Gaussian mixture state representation seems like a powerful approach, which can work as a useful generalization of unimodal Gaussian representation. However, its coverage in literature is scarce and unsatisfactory, not to say confusing. It makes sense to start building understanding from a basic, but fundamental problem — estimation in linear systems. Here a linear filter which estimates parameters of Gaussian mixture probability density is rigorously developed. Conceptually it will be very similar to classical Kalman filter.
Notation and definitions
First define a multivariate normal probability density function with parameters of mean $m$ and covariance matrix $P$: $$ \mathcal{N}(\xi; m, P) = \frac{1}{(2 \pi)^{n/2} |P|^{1/2}} \exp \left[ -\frac{1}{2} (\xi - m)^T P^{-1} (\xi - m) \right] $$
The Gaussian mixture probability density is defined as a weighted sum of normal probability densities: $$ \mathcal{M}(\xi; w, m, P) = \sum_{i = 1}^N w^{(i)} \mathcal{N}(\xi; m^{(i)}, P^{(i)}), \\ \text{with } w^{(i)} > 0 \text{ and } \sum_{i = 1}^N w^{(i)} = 1 $$ Here $w, m, P$ denote sets of $N$ parameters.
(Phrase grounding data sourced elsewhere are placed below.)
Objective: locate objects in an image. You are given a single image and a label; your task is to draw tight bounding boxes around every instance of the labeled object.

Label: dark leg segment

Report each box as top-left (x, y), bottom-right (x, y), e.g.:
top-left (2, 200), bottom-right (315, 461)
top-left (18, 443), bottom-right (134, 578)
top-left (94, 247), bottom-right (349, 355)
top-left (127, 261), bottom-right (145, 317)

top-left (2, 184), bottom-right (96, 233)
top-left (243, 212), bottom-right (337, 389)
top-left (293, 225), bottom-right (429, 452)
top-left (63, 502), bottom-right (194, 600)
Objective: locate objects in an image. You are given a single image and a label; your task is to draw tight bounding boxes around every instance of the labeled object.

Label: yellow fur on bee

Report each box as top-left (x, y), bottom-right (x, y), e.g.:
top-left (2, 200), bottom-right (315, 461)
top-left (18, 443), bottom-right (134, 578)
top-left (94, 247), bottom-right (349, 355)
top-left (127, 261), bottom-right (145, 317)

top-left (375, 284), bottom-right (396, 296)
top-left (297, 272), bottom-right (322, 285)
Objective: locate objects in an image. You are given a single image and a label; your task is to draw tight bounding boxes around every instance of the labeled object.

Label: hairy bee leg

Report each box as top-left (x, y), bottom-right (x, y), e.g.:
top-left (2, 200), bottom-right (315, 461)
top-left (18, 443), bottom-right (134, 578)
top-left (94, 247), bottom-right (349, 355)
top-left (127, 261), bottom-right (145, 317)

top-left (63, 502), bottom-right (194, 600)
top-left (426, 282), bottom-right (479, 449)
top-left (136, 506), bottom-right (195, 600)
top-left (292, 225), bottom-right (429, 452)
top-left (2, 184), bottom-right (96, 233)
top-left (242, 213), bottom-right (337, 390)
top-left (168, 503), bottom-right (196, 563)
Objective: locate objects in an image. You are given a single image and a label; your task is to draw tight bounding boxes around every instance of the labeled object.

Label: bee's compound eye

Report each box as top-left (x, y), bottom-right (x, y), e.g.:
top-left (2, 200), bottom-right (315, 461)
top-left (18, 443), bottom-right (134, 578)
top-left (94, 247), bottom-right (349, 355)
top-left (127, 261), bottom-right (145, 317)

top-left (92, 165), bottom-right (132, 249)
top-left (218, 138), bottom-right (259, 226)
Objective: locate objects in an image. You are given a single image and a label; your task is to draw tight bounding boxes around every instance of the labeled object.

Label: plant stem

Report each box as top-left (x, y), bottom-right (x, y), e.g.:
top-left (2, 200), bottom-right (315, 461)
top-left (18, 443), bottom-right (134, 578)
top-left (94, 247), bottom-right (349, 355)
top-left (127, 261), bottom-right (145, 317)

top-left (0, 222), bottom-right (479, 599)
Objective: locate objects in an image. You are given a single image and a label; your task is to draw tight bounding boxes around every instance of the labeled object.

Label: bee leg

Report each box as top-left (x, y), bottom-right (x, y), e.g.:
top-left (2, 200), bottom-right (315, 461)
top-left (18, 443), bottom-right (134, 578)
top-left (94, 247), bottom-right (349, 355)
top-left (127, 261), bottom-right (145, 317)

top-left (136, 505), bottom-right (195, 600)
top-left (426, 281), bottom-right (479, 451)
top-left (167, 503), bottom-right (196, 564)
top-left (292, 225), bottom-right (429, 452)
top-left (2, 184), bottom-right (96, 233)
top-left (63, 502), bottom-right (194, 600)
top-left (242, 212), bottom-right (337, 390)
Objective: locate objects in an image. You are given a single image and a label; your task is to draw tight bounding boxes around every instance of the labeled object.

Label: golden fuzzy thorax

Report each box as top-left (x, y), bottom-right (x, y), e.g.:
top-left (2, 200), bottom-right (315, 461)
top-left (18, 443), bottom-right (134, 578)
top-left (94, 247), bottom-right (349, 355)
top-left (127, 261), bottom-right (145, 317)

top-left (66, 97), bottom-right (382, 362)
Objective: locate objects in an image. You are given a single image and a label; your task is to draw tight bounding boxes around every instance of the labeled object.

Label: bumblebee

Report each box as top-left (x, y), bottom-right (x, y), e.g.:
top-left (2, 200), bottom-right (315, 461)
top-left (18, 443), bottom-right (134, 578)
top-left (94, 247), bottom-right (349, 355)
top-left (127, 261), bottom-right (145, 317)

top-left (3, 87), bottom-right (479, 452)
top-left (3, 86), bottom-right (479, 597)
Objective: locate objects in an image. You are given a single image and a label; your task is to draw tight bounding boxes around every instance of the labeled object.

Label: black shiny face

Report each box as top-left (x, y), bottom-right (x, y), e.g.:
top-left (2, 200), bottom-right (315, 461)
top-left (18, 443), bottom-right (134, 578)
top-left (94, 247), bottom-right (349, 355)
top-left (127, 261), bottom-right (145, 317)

Sampling from such distribution can be done in the following way:
- Randomly select from which component to generate a sample with probabilities equal to $w^{(i)}$
- Generate a sample using a normal distribution of the selected component
The Gaussian mixture should not be confused in any way with sum of normal variables.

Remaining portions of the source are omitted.